I've written in the past about how phishers and other online scammers are attaching themselves to topical items like tax season and holiday shopping. Well, now it looks like March Madness is the latest victim.
That makes all the sense in the world. These fraudsters are trying to trick Internet users into giving away information or giving malware access to their systems. Originally it was a matter of spoofing someone's PayPal or bank account. As the users have gotten wiser (although these workhorse counterfeits are still happening in huge numbers) the attackers have constantly sought green fields. One consistent technique is to take the prospective victim out of the context in which he is looking for a scam. Your bank account is too suspicious? No problem. How about your utility bill or your favorite e-commerce site or your wireless phone service? Account lockout is too obvious? Okay, we can go with March Madness or tax filing or election fundraising or Halloween. We saw them with Katrina and Rita. We saw them with the tsunami.

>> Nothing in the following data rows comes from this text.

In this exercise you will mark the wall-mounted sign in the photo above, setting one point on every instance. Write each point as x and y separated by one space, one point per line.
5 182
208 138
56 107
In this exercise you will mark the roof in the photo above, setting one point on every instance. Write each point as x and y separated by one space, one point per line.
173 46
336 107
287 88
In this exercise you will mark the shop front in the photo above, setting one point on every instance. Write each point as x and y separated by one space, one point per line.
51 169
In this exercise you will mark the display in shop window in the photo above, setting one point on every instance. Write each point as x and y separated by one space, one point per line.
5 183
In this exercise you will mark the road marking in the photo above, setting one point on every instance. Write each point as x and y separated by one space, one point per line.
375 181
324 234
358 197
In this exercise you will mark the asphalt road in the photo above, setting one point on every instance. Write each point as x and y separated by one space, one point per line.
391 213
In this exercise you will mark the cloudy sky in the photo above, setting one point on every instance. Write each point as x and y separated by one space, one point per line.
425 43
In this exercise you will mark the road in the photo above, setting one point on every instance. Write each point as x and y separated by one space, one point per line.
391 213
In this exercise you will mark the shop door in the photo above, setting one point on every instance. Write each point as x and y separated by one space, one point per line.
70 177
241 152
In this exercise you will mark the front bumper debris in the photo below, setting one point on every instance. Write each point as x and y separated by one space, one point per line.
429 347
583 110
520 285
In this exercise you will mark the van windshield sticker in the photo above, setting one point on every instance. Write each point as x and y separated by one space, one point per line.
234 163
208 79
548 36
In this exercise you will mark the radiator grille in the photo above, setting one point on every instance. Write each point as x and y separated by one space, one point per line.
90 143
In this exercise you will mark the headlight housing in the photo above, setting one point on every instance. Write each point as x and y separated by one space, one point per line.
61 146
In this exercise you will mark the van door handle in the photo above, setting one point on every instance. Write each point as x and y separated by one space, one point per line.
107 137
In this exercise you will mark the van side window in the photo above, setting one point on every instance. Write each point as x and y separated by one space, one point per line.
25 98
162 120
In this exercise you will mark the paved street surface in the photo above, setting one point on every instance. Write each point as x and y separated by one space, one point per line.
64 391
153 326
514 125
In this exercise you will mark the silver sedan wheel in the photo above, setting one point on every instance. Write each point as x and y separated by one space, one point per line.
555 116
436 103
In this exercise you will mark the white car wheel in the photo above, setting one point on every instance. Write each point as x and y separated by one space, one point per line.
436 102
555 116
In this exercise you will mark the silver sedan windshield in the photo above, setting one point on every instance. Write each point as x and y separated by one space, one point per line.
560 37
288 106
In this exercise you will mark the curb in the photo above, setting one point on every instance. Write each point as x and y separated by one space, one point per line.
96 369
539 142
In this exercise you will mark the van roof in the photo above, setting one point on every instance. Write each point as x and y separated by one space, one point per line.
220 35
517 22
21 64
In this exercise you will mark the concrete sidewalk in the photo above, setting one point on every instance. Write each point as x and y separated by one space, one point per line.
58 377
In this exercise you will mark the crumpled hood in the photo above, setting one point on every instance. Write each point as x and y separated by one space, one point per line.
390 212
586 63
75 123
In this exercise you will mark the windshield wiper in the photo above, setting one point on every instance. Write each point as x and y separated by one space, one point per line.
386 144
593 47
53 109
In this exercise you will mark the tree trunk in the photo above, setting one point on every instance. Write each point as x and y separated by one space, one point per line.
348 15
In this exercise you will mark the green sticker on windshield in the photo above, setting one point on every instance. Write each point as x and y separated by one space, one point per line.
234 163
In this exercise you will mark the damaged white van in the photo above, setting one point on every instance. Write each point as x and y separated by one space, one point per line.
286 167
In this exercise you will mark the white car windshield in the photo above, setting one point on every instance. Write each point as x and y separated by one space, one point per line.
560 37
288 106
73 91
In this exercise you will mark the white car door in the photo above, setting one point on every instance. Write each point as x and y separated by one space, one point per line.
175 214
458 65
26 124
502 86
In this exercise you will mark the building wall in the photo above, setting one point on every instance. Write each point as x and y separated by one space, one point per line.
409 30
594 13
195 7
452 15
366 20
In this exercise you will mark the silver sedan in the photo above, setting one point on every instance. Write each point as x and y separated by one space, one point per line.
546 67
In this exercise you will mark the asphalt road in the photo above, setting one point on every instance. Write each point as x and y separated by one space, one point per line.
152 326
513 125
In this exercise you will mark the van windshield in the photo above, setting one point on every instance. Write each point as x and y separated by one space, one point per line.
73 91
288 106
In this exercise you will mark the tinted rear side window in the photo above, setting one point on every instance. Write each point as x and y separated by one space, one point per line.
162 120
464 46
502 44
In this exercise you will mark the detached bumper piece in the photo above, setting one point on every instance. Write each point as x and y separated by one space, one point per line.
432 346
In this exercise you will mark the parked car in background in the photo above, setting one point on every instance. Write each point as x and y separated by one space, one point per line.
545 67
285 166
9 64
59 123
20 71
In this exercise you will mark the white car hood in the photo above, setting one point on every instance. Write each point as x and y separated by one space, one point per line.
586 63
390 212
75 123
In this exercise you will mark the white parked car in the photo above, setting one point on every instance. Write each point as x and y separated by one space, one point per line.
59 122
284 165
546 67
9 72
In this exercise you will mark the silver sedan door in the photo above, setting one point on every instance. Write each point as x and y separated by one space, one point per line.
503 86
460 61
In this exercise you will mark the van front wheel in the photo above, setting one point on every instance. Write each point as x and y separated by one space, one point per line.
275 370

This trend I'm sure will continue. We will continue to see tailored exploits using whatever is in the news this month.
The solution of course is to definitively know who is operating any given site. If all consumers were looking out for this information and if all sites were using something like EV SSL today, these techniques wouldn't work any more. Instead they're rife. They're growing.
So what do we need to do? It's really up to the sites. Over 70% of client systems on the Internet are enabled for EV today. That's a very high figure. While site adoption has grown very quickly as well, it's far behind client systems. Those organizations that make the rules for the sites can help drive this process. They can take their cue from the IRS and require EV on sites that ask consumers for information or that ask them to download applications, updates, or codecs.